This *calculator* solves *bases* *with* both *negative* *exponents* and also *positive* *exponents*. It likewise provides a action by step an approach with an accurate answer.

## What is an exponent?

An exponent is a small number situated in the upper, right-hand position of one exponential expression (base exponent), which shows the power to i beg your pardon the base of the expression is raised.

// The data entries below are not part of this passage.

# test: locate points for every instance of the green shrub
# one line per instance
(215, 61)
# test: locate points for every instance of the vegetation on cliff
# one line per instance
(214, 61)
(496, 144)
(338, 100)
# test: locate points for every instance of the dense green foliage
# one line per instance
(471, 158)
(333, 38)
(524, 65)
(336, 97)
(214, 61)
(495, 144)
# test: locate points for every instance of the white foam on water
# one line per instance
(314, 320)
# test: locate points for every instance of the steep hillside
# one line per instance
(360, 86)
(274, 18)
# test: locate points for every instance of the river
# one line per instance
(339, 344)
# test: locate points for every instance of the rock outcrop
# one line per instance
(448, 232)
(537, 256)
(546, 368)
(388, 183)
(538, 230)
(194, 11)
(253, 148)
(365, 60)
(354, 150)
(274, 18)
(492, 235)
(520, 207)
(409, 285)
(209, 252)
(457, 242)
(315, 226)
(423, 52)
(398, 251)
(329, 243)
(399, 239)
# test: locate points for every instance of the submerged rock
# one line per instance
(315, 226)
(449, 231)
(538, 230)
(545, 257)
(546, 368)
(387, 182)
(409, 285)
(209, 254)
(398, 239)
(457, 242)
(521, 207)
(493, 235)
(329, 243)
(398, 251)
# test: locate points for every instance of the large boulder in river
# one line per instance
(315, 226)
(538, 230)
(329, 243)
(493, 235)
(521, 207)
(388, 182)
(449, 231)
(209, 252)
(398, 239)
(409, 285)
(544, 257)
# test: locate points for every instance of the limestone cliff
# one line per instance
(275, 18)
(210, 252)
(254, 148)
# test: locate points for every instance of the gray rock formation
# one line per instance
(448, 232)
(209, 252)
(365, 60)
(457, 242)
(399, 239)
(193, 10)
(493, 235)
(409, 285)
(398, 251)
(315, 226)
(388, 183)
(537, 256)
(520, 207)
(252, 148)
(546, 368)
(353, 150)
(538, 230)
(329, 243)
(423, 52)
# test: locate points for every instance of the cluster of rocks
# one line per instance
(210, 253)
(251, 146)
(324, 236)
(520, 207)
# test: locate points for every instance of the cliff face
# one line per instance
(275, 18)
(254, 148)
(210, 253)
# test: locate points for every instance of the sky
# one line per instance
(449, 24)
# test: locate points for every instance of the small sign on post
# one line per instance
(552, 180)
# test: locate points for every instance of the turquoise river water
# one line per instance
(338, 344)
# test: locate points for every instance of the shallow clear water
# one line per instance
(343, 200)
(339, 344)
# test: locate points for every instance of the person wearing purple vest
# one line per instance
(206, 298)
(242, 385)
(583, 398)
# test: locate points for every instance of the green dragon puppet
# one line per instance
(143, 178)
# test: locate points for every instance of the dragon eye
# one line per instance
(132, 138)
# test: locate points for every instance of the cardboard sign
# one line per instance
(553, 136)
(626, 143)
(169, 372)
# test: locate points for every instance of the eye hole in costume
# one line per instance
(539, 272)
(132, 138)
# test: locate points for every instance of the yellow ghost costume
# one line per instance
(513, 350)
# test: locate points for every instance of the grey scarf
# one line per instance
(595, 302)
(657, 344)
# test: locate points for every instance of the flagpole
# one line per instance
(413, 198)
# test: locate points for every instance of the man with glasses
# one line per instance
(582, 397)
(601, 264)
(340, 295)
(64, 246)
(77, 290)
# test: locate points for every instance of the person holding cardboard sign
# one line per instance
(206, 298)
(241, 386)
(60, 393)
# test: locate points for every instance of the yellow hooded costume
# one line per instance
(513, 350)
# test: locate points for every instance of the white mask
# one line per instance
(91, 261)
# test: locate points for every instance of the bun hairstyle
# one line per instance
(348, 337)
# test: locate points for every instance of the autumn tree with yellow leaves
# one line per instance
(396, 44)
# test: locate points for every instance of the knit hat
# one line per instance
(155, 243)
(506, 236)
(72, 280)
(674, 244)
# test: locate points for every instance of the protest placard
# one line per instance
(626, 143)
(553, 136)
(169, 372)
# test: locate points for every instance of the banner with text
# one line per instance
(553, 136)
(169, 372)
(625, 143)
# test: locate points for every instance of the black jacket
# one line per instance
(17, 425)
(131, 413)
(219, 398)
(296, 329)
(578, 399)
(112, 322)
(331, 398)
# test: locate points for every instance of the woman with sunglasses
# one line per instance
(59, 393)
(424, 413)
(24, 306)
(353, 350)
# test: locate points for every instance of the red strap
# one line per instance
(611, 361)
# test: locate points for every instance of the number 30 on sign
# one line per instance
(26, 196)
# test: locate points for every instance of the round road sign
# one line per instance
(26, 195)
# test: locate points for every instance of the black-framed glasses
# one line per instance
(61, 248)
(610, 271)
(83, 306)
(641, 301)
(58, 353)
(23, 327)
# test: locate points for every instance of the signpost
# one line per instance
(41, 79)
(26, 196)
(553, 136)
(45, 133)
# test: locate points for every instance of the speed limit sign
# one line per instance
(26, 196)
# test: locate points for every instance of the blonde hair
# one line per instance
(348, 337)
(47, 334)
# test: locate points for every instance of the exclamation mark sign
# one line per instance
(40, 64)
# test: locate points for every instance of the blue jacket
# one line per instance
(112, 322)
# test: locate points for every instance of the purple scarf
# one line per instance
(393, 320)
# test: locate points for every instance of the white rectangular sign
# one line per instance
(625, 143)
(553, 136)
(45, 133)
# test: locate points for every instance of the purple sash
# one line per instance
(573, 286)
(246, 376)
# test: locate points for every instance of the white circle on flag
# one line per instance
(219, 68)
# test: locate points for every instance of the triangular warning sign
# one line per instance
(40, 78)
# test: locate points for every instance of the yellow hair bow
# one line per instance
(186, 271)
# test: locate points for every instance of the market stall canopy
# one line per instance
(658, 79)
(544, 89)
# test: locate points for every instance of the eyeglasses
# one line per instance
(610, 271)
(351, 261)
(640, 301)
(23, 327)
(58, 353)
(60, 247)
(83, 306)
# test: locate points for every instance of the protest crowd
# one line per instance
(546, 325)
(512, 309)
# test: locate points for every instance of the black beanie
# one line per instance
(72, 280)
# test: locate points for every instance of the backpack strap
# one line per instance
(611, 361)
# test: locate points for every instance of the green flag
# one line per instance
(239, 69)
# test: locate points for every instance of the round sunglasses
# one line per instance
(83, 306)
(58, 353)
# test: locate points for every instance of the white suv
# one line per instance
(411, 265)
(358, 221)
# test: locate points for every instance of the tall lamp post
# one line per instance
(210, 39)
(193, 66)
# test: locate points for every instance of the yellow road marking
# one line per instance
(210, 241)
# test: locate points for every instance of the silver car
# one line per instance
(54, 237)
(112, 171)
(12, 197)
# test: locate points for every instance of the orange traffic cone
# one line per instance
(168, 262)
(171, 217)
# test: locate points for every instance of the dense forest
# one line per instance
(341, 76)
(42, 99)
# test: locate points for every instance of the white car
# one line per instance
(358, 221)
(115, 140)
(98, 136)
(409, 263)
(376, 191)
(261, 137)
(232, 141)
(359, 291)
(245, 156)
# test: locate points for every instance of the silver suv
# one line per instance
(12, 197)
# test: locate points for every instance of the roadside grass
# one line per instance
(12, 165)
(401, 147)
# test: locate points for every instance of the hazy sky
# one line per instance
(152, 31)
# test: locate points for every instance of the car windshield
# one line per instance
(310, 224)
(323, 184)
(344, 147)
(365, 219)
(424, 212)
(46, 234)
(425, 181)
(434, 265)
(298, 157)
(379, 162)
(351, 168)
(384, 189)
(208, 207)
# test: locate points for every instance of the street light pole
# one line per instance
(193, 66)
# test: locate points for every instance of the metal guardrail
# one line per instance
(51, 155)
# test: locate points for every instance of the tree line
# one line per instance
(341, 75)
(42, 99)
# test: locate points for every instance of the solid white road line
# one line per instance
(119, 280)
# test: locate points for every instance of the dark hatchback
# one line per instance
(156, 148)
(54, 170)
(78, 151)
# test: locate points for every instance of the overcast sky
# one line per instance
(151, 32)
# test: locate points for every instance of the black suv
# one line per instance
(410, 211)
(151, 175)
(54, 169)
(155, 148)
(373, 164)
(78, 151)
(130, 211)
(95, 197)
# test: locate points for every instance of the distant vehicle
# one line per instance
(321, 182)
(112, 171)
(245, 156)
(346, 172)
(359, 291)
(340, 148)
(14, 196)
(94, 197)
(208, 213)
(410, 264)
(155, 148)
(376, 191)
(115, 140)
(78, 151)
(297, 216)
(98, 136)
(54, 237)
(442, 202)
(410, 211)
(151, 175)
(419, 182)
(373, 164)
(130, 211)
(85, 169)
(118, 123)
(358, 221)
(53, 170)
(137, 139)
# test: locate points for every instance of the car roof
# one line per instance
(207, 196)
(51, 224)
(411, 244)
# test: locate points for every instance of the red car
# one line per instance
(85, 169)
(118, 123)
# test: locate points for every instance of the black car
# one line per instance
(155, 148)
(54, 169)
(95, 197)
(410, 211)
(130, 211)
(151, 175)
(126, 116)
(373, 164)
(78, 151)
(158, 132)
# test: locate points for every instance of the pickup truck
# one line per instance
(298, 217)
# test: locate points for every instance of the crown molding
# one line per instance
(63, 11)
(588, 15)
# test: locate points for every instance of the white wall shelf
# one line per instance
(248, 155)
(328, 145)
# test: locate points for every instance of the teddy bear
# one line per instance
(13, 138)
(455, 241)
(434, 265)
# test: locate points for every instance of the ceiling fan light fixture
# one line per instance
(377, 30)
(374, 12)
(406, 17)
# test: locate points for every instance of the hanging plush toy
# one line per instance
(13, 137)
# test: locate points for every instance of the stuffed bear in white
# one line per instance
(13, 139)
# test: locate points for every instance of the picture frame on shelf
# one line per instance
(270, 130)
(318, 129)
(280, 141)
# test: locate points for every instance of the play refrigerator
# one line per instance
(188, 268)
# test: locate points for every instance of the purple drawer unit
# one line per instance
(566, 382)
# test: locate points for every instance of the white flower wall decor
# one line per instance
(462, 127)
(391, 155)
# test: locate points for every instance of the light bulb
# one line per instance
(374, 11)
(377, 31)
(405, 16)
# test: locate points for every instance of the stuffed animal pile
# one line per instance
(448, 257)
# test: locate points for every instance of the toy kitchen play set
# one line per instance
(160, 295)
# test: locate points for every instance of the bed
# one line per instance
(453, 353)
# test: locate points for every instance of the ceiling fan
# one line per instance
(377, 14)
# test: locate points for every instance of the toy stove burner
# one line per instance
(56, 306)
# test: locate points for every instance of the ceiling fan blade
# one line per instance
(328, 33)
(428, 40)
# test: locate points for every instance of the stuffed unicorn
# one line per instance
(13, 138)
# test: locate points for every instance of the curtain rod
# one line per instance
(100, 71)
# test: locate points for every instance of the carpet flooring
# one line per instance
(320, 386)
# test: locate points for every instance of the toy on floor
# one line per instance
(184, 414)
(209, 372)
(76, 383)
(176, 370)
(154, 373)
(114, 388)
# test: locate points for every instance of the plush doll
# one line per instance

*The exponent that a number shows you how countless times the number is come be supplied in a multiplication. Exponents execute not need to be numbers or constants; they deserve to be variables.*

They are frequently positive entirety numbers, yet they have the right to be an adverse numbers, fractional numbers, irrational numbers, or complex numbers. It is composed as a tiny number to the ideal and above the basic number.

**Types:**

There room basically two types of exponents.

### Positive exponent

A optimistic exponent speak how plenty of times a number is necessary to be multiply by itself. Usage our *exponent* *calculator* to deal with your questions.

### Negative exponent

A an unfavorable exponent to represent which portion of the base, the solution is. Come *simplify exponents with* strength in the type of *fractions*, usage our* exponent calculator*.

**Example**:

Calculate the exponent for the 3 increased to the power of 4 (*3 to the power of 4*).

It method = 34

**Solution:**

3*3*3*3 = 81

4 to the 3rd power = 81

Therefore the** exponent is 81**

2 elevated to the *power calculator.*

**Example**:

*What is the value of* *exponent* for *2 raise to power* 9 (2 to the ninth power)

It way = 29

**Solution:**

2*2*2*2*2*2*2*2*2 = 512

2 to the nine power = 512

Therefore the **exponent is 512**.

**Example****:**

How perform you calculation the index number of 5,6,7 to the power of 4?

It method = 54, 64, 74

**Solution:**

5*5*5*5 = 625

6*6*6*6 = 1296

7*7*7*7 = 2401

Therefore the **exponents room 625, 1296, 2401.**

## How to calculate the nth strength of a number?

The nth strength of a base, let’s speak “y”, way y multiply to itself nth time. If we are to discover the fifth power of y, it is y*y*y*y*y.

Some various other solutions for *the **nth strength calculator** room in the complying with table.*

0.1 come the power of 3 | 0.00100 |

0.5 come the strength of 3 | 0.12500 |

0.5 to the strength of 4 | 0.06250 |

1.2 come the strength of 4 | 2.07360 |

1.02 come the 10th power | 1.21899 |

1.03 to the 10th power | 1.34392 |

1.2 come the strength of 5 | 2.48832 |

1.4 come the 10th power | 28.92547 |

1.05 to the power of 5 | 1.27628 |

1.05 to the 10th power | 1.62889 |

1.06 to the 10th power | 1.79085 |

2 to the third power | 8 |

2 to the power of 3 | 8 |

2 increased to the power of 4 | 16 |

2 come the strength of 6 | 64 |

2 come the strength of 7 | 128 |

2 to the 9th power | 512 |

2 to the tenth power | 1024 |

2 come the 15th power | 32768 |

2 come the 10th power | 1024 |

2 come the power of 28 | 268435456 |

3 to the power of 2 | 9 |

3 to the 3 power | 27 |

3 to the 4 power | 81 |

3 come the 8th power | 6561 |

3 to the 9th power | 19683 |

3 to the 12th power | 531441 |

3 come what power equates to 81 | 34 |

4 to the strength of 3 | 64 |

4 to the strength of 4 | 256 |

4 come the strength of 7 | 16384 |

7 to the strength of 3 | 343 |

12 to the 2nd power | 144 |

2.5 to the strength of 3 | 15.625 |

12 come the power of 3 | 1728 |

10 exponent 3 | 1000 |

24 to the second power (242) | 576 |

10 come the strength of 3 | 1000 |

3 to the power of 5 | 243 |

6 come the strength of 3 | 216 |

9 come the strength of 3 | 729 |

9 to the strength of 2 | 81 |

10 to the strength of 5 | 100000 |

**Exponent Rules:**

Learning the exponent rules in addition to log rules can make maths really basic for understanding. There are 7 exponent rules.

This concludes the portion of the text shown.